The monoprint is an ideal vehicle for Emin’s project which, as far as I can tell, seems to be in the largest sense “The Tracey Emin Story” (exactly like that, quotes, caps and all). In other words, the cursory, smudged sketch set off again at one remove – the graphic equivalent of a quotation mark; the enigmatic/emblematic gesture reduced to a cipher. There’s little point, however, in any kind of analytic appraisal of the individual pieces or even an overall assessment of this particular show. Emin’s draughtsmanship has never been exactly anything to write home (or YOU, Reader) about; but that’s hardly her point (or maybe it is a point – but I doubt it). But the prints, drawings, embroidered pieces and paintings (there were also standing sculptures and works in neon, including the title piece, You Left Me Breathing) couldn’t carry the feather-weight of their titles. Emin overworked one title for both two- and three-dimensional work – “Trying to Find You” – and maybe it would have been a more appropriate title for the show. With Emin apparently unable to find “Emin,” in a variety of media and treatments, perhaps I shouldn’t have been surprised that the crowd at Gagosian wasn’t terribly interested in even bothering to look. An oppressively bourgeois-looking crowd saw no reason to interrupt their pre-strike deal-making (or just posturing) with art-viewing; and having looked it over myself with some thorouhgness, it seemed pointless to try persuading anyone to do otherwise. Looking at some of the embroideries and monoprints, I suddenly felt a spasm of nostalgia for . . . . Feiffer. As in Jules Feiffer – his electric, agile, choreo-graphic narratives of neuraesthenic, neur-athletic pondering, posturing, negotiating, temporizing, expostulating, exasperating, coping and convulsing through thousands of cartoon panels over the years. Sex, exploitation, disappointment, disillusionment – were just four of the hundreds of themes, moods, controversies, conditions he explored over the course of a career that is far from over – with breathtaking, precision and lethal wit.

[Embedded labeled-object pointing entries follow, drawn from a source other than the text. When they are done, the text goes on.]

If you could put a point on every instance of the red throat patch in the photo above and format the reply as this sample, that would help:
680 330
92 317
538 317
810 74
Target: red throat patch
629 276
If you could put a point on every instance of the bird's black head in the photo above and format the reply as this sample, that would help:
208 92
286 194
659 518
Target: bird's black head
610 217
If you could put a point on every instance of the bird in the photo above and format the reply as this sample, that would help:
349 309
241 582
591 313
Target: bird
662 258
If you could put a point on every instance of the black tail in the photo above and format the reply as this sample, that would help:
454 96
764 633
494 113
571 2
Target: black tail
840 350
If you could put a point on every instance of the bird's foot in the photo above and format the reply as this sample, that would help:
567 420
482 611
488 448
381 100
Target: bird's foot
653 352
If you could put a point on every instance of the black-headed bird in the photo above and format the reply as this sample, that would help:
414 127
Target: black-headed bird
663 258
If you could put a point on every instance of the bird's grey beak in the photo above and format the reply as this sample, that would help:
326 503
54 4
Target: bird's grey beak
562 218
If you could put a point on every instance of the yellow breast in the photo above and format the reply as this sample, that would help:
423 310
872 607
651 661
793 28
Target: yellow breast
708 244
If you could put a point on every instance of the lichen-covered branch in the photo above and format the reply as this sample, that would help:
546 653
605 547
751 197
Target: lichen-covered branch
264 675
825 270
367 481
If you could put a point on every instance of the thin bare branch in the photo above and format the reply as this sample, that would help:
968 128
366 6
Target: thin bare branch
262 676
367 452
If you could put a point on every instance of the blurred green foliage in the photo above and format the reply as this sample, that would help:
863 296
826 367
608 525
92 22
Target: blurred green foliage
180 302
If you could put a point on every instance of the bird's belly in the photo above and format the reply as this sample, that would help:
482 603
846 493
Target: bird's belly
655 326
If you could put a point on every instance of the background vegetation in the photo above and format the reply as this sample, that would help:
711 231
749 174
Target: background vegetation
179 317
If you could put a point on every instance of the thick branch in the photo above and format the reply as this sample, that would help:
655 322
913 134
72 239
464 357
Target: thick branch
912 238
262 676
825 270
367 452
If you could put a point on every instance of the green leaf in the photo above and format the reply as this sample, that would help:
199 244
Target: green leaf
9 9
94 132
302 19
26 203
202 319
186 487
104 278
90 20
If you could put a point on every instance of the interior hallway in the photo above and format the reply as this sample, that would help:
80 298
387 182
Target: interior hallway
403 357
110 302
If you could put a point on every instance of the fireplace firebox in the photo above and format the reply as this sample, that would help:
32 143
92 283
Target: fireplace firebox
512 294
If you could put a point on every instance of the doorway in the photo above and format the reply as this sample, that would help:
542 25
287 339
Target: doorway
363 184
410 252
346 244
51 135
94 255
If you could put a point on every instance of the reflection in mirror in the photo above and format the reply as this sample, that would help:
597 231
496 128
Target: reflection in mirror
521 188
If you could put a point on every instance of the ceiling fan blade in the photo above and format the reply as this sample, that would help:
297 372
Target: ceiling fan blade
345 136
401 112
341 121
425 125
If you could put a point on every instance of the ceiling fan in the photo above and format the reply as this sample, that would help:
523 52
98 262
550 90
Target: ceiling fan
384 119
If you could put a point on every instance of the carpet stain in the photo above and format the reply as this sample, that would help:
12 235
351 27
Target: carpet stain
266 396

I have to reconsider Emin’s work – perhaps in its totality. I’m not being fair to the work right now. But there really isn’t a lot here for me to work with. You Left Me Breathing didn’t leave me laughing, thinking, gagging, or …. (Well I guess I’m still alive.) It didn’t leave me because it never arrived. Needless to say I got tired of waiting and soon left – for Fette’s Gallery (more on that in a minute) – but not before finally spotting Emin in the crowd – with someone who looked vaguely like Orlando Bloom. They blended in well with the Gagosian crowd.